WASHINGTON, D.C. -- In a vote of 354 to 67, the House approved a $9.7 billion bill Friday that temporarily increases the borrowing authority of the National Flood Insurance Program.
"This legislation is vital. This is not a hand out," said Rep. Peter King, (R) Long Island.
The vote comes after House GOP leadership refused to bring the full $60 billion aid package to a vote earlier this week, angering both Republicans and Democrats from states that were devastated by Sandy.
FEMA says without the increased borrowing about 115,000 claims would have been in jeopardy.
"It is just another sign of the majority's dysfunction with FEMA being just a day away from being unable to pay flood claims," said Rep. Nydia Velazquez, (D) Brooklyn/Queens/Manhattan.

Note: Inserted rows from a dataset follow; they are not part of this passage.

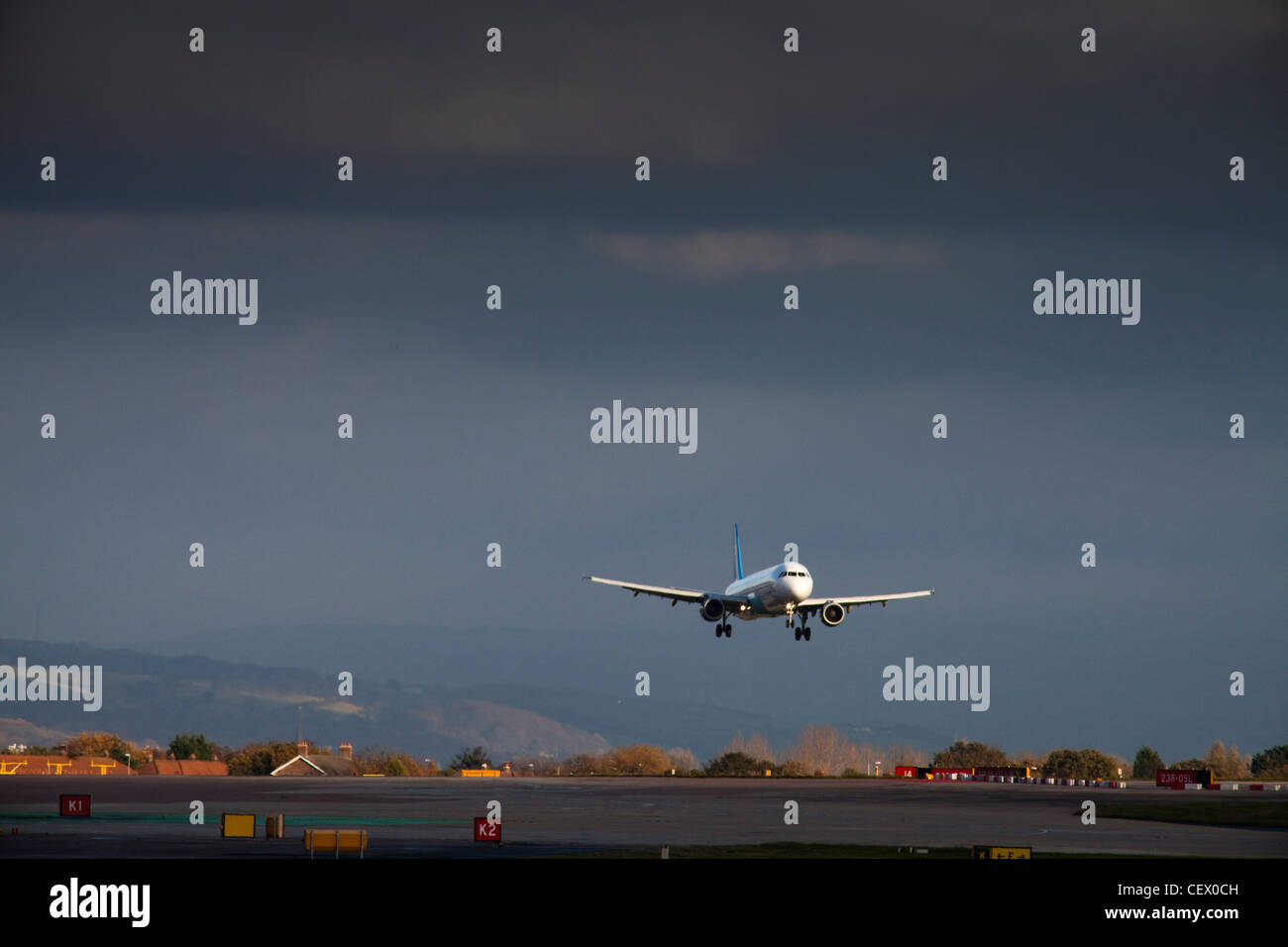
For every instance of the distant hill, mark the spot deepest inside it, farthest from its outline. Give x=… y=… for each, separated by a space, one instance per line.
x=446 y=663
x=147 y=698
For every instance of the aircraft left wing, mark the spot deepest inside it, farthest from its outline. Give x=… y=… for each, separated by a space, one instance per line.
x=674 y=594
x=811 y=603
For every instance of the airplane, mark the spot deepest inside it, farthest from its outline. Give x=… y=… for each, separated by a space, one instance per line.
x=782 y=589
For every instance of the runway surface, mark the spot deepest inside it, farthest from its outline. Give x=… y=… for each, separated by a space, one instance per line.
x=149 y=817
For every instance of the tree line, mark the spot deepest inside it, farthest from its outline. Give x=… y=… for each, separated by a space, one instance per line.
x=818 y=751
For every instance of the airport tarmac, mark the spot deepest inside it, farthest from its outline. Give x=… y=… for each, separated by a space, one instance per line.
x=149 y=817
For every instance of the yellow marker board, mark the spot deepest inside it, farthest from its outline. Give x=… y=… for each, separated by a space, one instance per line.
x=237 y=826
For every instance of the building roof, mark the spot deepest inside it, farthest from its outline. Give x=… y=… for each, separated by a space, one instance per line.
x=317 y=764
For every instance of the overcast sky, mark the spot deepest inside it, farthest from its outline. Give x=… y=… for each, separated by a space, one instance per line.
x=814 y=425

While voting in support of the measure, other Democrats also expressed frustration with the delays.
The remaining $51 billion will be voted on January 15th in two installments. One for about $18 billion, is expected to pass with considerable support, because it will also focus on other immediate needs. The other bill will likely come to the wire. The $33 billion amendment is aimed at longer-term, mitigation projects, and spending remains a major concern for many Republicans.
"A great physical tragedy of today should never become an even greater fiscal tragedy for our children tomorrow," said Rep. Jeb Hensarling, (R) Texas.
The Senate passed the flood insurance bill Friday afternoon by unanimous consent. Now, some House Republicans are warning the Senate not to try and stuff pork projects into the remaining disaster bills.
New York's Senators say they are in talks with the House about what will go in the remaining bills, which they hope to get through the Senate and signed by the president before the end of the month.